The real life

Un saut dans le vide…

30 ans, cela fait 30 ans que je travaille. 30 années de changements de métiers, de régions, d’entreprises. Avec autant de découvertes, de rencontres, d’angoisses, de joies, de doutes et parfois, de certitudes. Ces changements, je les ai souvent préparés, toujours désirés et jamais regrettés.

Ces derniers mois, je me suis posée beaucoup de questions sur ce que je voulais faire durant les 20 prochaines années car j’avais un sentiment, installé depuis quelques temps, que mon travail était devenu ennuyeux. Pas tant par ce qu’il est, plutôt ce qu’il était devenu à mes yeux : bien trop inutile en rapport au stress et à l’énergie qu’il me demande. Et tous les avantages qui me faisaient relativiser jusque-là semblaient se dissiper, s’éteindre, pour finalement disparaître.

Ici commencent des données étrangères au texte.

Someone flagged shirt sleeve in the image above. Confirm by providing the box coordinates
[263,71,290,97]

Une crise de l’âge ? Mh… trop tard pour parler de la crise de la quarantaine et un chouilla trop tôt pour la crise de la cinquantaine… Donc, ce sera la crise de la 46e ! C’est décidé, c’est de sa faute ! Alors, je dois la remercier car elle m’a conduite au-delà de mes peurs !

Quand on commence à travailler dès l’âge de 18 ans (16 ans pour les jobs d’été, les week-ends, vacances…), lorsqu’on ne passe pas par la case grande école ou fac, on vit avec la peur de moins bien faire et de perdre son job. On apprend seul, on travaille dur, avec la nécessité de prouver que l’on est au moins aussi compétent que si on avait un beau diplôme. Après quelques années, malgré tout, on ne peut échapper à traduire des années de labeur en diplôme pour prouver que l’on ne doit rien au hasard ou à la chance !

J’ai suivi toutes les étapes, toutes les séquences imposées, et je demeure pleine de gratitude pour celles et ceux qui m’y ont aidée. Le choix que je fais à présent n’est pas dû à l’amertume mais bien à l’espoir, une énergie tournée vers autre chose.

J’ai monté le son de la part de moi qui murmurait d’autres envies. Cette part un peu folle qui me disait que l’on doit essayer de concrétiser ses rêves, car ceux-ci n’ont rien à voir avec la raison ou le regard des autres, et encore moins avec une certaine idée du salaire parfait !

J’ai décidé d’entendre cette petite voix qui devenait assourdissante. Elle me réconforte, je suis confiante car je ne peux m’empêcher de croire que si l’on est convaincu d’être dans le vrai, on peut pas se tromper.